Here's How Big the World's Largest Democracy Really Is, by the Numbers

A cue for voting in India, with focus on two women at the front, looking tired and unamused.

When the world's largest democracy goes to vote, everything about it is bound to be huge. 

April 7 marked the beginning of the 16th parliamentary elections in India. Poised to be the most historic election in decades, hundreds of millions of people will vote in their new government in nine phases over the next six weeks.

So just how big is this election? Here are some numbers to help you see how massive the operation is behind India's general elections:

About 814.5 million people are registered to vote in the 2014 Indian elections, up from 713 million voters in 2009. That's 2.6 times the entire population of the U.S. in 2012.

This election will decide who will occupy the 543 seats in the Lok Sabha (the Lower House) of the Indian Parliament and who will go on to become the next prime minister. Each party selects a prime ministerial candidate, who can win the nation's highest office if his party manages to win a majority of 272 out of the 543 seats.

The scale of this democratic operation is so immense that it requires around 5 million people simply to organize and execute the procedure and just as many to police it.

In order to make it convenient for voters located in remote areas, the Election Commission of India declared that no voter would have to travel more than 2 kilometers to a polling booth.

An astonishing 28% of India's MPs have criminal records and unfortunately, the new crop of candidates doesn't seem to be too clean either: nearly one-fifth of them face criminal charges. The U.S. Congress fares remarkably well in comparison, as none of the sitting members are facing criminal charges and in 2013, only two members were convicted of a crime.

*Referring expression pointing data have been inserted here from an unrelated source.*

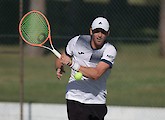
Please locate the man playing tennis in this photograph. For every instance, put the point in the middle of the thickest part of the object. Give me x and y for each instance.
(93, 57)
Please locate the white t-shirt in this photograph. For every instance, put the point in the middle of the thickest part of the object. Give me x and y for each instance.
(86, 90)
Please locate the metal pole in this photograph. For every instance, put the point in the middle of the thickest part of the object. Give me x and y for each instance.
(21, 64)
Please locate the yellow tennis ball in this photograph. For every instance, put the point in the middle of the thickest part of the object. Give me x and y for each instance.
(78, 76)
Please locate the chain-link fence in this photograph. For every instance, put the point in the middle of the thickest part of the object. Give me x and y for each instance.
(138, 73)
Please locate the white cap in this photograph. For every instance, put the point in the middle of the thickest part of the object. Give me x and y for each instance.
(100, 22)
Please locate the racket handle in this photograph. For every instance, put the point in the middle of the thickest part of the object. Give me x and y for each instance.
(56, 53)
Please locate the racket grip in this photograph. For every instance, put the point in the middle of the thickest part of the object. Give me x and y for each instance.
(56, 53)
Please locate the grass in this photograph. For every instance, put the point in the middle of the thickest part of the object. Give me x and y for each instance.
(137, 78)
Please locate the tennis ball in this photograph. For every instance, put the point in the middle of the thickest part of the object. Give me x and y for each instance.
(78, 76)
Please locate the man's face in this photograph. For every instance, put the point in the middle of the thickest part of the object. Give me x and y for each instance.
(98, 37)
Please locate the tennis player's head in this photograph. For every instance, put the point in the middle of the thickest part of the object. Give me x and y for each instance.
(100, 23)
(99, 31)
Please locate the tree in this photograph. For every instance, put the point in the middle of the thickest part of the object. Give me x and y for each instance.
(162, 29)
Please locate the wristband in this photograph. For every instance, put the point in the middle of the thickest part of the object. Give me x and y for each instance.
(75, 66)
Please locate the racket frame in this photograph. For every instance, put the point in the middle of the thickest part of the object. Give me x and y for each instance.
(49, 34)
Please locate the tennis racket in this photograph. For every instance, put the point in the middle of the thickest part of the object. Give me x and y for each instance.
(34, 29)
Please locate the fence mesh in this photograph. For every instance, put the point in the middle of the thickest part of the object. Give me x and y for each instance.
(137, 78)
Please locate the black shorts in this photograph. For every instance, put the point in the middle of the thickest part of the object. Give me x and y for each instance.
(80, 111)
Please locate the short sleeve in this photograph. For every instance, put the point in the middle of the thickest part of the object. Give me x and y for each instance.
(109, 55)
(71, 46)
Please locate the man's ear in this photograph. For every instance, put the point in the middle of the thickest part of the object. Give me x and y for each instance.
(90, 31)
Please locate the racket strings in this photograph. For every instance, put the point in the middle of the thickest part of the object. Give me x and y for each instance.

The U.S. presidential elections may be the world's most expensive, racking up $7 billion in campaign dollars, but India isn't far behind. Indian politicians spend a whopping $5 billion in campaigning, triple the sum for the last national elections in 2009.

A new phenomenon that hasn't been seen before is the rise of the first-time voter. Nearly 150 million 18 to 23-year-olds will qualify to vote for the first time. An unpredictable demographic that makes up nearly 10% of the total electorate, the young voters' affinity for social media led to politicians spending almost $83 million on social media advertising.